Translators’ Note

Kayvan Tahmasebian and Rebecca Ruth Gould

Nima Yushij, better known simply as Nima, challenged the inflexible abstract forms and structures of classical Persian poetry that were still dominant when he began writing through his objective descriptions and symbolist narrative poems. Nearly all currents of modernist Persian poetry have defined themselves in terms of the new poetics Nima developed in his letters and diaries, entitled Harf-ha-ye hamsayeh (Neighbor’s words). Nima’s poems were only gathered into a collected edition after his death, first by Sirus Tahbaz in 1991 and later by Sharagim Yushij in 2018.

“Before My Cabin” is one of Nima’s last poems, written circa 1956-1957. The poem bears the traces of the poet’s disillusionment following the CIA-orchestrated coup of 1953, which resulted in the replacement of democratically-elected Prime Minister Mosaddeq by Mohammad Reza Pahlavi. It is typical of several other poems the poet wrote after the coup and in the years leading up to his death, including “It is night [Hast shab]” and “My Steel Heart [Del-e fuladam].”

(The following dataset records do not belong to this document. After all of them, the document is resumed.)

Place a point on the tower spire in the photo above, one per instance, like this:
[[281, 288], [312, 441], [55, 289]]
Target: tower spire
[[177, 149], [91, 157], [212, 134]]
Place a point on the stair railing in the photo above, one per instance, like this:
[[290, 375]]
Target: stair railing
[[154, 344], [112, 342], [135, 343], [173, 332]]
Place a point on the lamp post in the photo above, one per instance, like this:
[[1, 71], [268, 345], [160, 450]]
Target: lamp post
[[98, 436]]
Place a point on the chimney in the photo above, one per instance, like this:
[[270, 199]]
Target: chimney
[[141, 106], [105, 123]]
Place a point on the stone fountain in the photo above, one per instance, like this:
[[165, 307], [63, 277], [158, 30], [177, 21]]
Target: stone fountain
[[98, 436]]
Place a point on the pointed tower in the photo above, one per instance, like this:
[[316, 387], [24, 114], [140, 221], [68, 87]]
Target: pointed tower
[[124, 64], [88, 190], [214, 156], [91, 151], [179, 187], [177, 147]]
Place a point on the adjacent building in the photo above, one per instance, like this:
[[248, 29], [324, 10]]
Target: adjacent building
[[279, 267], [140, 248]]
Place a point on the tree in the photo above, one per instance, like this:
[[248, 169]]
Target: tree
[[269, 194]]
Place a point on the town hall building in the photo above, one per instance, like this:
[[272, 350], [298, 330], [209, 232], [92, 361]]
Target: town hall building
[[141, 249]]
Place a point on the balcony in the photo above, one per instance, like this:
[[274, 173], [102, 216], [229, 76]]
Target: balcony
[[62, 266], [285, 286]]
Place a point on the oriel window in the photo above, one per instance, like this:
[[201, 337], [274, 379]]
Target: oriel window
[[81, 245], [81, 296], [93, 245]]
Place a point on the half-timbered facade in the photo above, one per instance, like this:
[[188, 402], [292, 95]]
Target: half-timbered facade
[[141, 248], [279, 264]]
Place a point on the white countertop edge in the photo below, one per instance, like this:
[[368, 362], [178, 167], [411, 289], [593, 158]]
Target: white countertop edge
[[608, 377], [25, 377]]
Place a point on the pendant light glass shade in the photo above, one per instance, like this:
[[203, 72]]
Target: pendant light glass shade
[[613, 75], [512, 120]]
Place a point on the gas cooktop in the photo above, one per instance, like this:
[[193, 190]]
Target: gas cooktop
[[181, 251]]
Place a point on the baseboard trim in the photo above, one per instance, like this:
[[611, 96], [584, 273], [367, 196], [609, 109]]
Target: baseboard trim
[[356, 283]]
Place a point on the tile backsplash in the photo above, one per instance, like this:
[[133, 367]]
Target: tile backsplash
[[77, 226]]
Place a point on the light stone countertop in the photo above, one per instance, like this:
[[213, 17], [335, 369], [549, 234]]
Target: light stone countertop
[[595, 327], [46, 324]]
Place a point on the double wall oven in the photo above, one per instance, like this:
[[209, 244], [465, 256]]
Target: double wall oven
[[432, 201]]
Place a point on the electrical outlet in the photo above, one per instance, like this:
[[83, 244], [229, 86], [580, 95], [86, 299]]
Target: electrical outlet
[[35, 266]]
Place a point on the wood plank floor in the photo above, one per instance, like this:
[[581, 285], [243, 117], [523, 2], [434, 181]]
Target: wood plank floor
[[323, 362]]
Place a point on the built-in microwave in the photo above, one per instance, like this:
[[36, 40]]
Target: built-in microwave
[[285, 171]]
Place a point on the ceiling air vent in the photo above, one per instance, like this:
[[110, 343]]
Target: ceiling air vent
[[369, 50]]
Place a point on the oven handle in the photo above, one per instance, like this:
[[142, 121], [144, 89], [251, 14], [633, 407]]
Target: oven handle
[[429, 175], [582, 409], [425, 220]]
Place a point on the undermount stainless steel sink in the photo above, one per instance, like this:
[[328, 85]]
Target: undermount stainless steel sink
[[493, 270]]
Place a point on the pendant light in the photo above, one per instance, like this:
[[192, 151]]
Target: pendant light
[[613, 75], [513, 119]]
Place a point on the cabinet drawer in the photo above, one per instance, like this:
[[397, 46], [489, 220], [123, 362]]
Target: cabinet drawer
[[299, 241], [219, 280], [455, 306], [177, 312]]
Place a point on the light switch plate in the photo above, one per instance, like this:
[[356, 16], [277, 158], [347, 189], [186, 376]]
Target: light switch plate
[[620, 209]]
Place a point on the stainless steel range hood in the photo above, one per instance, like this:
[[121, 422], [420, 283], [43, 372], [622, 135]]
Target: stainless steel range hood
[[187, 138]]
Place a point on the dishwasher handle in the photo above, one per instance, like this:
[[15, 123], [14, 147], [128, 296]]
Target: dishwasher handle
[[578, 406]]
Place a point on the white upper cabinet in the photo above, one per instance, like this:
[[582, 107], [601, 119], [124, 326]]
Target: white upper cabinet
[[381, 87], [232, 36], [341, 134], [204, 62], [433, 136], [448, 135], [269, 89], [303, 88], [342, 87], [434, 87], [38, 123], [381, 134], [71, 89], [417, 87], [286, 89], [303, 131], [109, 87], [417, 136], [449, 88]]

The poetic aura of “Before My Cabin” — and the translational challenges that it poses — is created by the echoing of the key word bikhod (literally “without self”) throughout the poem. The word is multivalent, meaning “in vain,” “self-less,” “inane,” and “emptily” at the same time. All of these meanings cannot be captured in a single English word. We have opted for “inane” because it mirrors the syllabic structure of bikhod, and incorporates a negative prefix into its internal structure just like the original term. Apart from these denotations, bikhod also has an undertone of resentment, ennui, and lack of interest.

With this word choice, the poet masterfully enacts the tension between narrative voice and the poetic description in which the former intervenes to cancel out the latter: as soon as an image of beauty and nostalgia is formed, it is immediately dispelled by the peremptory bikhod. Two words — lam and ayish — are taken from the local dialect of northern Iran and evoke Nima’s Mazanderani origins. We have translated them by the non-dialectal English words “prickly vine,” and “fallow.”